How it works: A server checks the weather at your configured times and sends a push notification if conditions meet your threshold. This works even when the app is completely closed. Check times are in your device’s local timezone. Notifications arrive within approximately 15 minutes of your configured time.
Requirements: Desktop & Android: Notifications work in Chrome, Edge, and Firefox — no installation needed, just grant notification permission. iOS (iPhone/iPad): You must install NightVis as a PWA. Open in Safari, tap the Share button, select “Add to Home Screen”. iOS 16.4+ supports Web Push from installed PWAs — standard Safari and Chrome tabs on iOS do not support push notifications.
Section 2: The Math & Scoring
Q: Where does NightVis get its weather data?
A: We combine data from multiple trusted sources. Hourly cloud cover, humidity, and visibility are provided by Open-Meteo. Atmospheric Seeing and Transparency are fetched from the 7Timer! Astro API.
Q: Why are there separate toggles for Deep Sky and Planetary?
A: Because they require completely different weather conditions! Deep Sky imaging requires a dark sky, meaning the Moon is heavily penalized in our scoring algorithm. Planetary imaging ignores the Moon completely, but uses “Seeing” (atmospheric stability) as a strict bottleneck multiplier.

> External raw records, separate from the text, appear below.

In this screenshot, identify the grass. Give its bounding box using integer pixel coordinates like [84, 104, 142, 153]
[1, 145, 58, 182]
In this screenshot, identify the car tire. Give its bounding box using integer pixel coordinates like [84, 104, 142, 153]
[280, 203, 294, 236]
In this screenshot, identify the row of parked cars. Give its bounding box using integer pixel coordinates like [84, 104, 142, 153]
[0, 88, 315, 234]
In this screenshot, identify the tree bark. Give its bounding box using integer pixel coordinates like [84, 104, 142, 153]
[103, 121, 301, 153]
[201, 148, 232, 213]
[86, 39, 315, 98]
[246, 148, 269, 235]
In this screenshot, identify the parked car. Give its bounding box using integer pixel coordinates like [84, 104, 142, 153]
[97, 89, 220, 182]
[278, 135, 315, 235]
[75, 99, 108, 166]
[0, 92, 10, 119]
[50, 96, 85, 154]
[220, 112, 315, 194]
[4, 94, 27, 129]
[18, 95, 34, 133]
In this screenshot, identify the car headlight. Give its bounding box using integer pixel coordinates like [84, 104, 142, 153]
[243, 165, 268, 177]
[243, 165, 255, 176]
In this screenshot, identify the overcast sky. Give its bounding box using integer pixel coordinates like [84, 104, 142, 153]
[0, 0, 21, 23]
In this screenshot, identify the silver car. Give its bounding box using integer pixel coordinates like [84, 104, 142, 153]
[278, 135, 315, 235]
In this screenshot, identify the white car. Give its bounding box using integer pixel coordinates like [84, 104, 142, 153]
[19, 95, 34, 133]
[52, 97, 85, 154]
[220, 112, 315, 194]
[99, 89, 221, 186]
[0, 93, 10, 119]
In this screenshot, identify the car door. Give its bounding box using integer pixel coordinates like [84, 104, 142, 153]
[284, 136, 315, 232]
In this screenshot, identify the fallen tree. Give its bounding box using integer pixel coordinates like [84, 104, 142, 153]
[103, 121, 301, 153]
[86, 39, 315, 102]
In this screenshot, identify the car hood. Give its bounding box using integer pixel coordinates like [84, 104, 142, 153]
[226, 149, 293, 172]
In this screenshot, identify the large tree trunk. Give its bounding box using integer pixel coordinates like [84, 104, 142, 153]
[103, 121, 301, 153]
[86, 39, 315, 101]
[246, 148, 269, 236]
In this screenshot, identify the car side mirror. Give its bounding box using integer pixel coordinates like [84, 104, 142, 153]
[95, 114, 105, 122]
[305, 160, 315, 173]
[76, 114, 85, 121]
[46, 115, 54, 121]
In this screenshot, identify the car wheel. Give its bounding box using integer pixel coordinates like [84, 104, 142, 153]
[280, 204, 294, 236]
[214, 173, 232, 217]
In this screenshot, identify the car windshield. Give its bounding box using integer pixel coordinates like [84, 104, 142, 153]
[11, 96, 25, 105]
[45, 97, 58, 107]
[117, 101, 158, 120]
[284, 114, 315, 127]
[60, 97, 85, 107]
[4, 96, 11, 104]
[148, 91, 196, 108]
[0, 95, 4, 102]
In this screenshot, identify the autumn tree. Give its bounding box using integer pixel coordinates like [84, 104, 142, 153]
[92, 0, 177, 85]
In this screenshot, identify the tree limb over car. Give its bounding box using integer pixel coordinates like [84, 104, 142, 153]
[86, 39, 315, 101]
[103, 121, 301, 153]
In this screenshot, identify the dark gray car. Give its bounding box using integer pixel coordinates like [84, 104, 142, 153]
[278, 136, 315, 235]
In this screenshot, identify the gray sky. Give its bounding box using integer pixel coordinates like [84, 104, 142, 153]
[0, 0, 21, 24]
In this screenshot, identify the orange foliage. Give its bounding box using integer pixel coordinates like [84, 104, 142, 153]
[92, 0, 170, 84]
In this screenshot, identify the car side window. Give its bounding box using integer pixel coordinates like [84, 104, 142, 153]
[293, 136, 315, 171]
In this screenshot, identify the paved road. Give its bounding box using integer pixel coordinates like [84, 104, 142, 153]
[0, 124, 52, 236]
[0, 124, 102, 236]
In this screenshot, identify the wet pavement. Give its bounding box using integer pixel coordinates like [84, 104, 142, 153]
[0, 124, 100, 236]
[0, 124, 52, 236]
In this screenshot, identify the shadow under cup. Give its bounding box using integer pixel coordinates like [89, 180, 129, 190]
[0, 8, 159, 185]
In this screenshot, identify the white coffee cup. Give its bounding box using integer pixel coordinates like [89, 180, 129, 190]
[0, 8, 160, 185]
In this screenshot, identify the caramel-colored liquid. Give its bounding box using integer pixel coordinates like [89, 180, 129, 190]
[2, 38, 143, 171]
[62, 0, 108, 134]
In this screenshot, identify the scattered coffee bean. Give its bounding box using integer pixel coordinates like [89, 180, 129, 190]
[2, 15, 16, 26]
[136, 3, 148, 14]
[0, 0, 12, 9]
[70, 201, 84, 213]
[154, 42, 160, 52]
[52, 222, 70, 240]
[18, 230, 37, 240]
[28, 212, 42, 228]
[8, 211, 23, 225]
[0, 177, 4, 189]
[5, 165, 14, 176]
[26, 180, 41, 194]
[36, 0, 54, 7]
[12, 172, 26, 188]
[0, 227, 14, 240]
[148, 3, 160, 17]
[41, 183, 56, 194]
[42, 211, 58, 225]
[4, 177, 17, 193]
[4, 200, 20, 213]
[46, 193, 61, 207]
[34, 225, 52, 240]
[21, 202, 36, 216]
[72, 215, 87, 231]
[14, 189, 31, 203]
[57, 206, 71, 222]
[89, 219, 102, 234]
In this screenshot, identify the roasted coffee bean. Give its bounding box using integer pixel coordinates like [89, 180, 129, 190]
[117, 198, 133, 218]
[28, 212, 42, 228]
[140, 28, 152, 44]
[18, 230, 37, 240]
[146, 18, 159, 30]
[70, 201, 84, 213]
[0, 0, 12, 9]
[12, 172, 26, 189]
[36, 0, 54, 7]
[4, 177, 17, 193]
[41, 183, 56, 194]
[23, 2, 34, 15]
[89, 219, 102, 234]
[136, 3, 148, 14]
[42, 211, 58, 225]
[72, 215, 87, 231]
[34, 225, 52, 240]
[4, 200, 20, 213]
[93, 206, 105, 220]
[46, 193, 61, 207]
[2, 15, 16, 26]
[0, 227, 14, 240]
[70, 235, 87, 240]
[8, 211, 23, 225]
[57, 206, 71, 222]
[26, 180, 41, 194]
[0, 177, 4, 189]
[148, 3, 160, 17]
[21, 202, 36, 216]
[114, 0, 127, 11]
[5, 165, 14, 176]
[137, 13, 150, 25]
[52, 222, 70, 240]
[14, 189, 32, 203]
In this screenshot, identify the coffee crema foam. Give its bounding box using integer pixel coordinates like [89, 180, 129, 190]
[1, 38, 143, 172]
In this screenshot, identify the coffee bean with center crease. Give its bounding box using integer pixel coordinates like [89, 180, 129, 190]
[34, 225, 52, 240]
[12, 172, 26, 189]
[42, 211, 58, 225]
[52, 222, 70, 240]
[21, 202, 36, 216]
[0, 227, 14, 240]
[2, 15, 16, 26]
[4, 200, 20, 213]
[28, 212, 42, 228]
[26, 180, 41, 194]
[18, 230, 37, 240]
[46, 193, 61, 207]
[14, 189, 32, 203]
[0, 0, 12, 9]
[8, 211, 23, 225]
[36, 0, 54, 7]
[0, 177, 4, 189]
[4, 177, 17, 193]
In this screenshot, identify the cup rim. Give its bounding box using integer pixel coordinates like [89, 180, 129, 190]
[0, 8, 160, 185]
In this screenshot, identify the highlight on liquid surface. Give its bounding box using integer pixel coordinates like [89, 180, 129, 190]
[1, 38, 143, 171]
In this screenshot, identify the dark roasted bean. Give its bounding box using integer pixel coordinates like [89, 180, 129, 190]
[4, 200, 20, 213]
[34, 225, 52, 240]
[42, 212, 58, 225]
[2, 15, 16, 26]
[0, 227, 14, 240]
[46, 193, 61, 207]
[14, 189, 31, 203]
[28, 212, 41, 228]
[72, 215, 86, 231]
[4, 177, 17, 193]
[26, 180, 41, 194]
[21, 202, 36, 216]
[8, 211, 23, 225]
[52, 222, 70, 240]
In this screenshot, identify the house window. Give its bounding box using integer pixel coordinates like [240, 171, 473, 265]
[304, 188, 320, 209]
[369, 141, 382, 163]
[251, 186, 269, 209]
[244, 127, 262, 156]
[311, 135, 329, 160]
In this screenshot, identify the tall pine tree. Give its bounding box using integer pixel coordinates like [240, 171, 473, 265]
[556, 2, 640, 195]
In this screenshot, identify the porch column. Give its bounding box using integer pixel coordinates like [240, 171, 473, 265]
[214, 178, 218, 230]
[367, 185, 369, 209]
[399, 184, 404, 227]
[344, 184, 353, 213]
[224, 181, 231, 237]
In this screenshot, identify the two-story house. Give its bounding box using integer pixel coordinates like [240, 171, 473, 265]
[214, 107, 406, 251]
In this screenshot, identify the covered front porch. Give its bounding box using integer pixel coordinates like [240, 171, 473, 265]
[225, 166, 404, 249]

Q: What is “Seeing” and “Transparency”?
A: Transparency measures the clarity of the air (free of smoke, dust, or high humidity) which is vital for faint nebulae. Seeing measures atmospheric turbulence on a 1 to 8 scale (1 being perfectly still, 8 being a boiling mess). If Seeing is 5 or worse, planetary images will be blurry no matter how clear the sky looks.
Q: How is NELM (Naked Eye Limiting Magnitude) calculated?
A: NELM measures the faintest star you can see with your bare eyes. NightVis shows your “Max” NELM based on your location's Bortle class. The “Current” big blue number is adjusted downward in real-time based on current Moon illumination, Moon altitude, and cloud cover.
Q: Why does my location show “No astronomical darkness”?
A: If you live at a high latitude during the summer, the sun never dips more than 18° below the horizon. The sky stays in a state of perpetual twilight. NightVis detects this, switches its forecast window from “Darkness” to “Sunset-Sunrise”, and flags it because true broadband deep-sky imaging will be severely limited.
Q: What is the difference between a “Bad” and “No” verdict?
A: A “Bad” score is between 35 and 59—it's not great, but you might still get some testing or narrowband data. A “No” means the final astro score dropped below 35/100. This happens if a specific bottleneck is triggered (like a 90%+ illuminated Moon for Deep Sky, or terrible Seeing for Planetary). Check the “Why No?” button for the exact mathematical breakdown!
Q: How does wind speed affect my score?
A: Wind ruins guiding and long-exposure astrophotography. NightVis calculates the average wind speed during the night window from Open-Meteo data. In Settings you can set your wind limit (default 25 km/h) and unit preference (km/h or mph). If the forecasted wind exceeds your limit, the score is penalized proportionally — the worse the wind, the heavier the penalty. Wind penalty is applied on top of all other scoring factors and is clearly shown in the “Why” breakdown.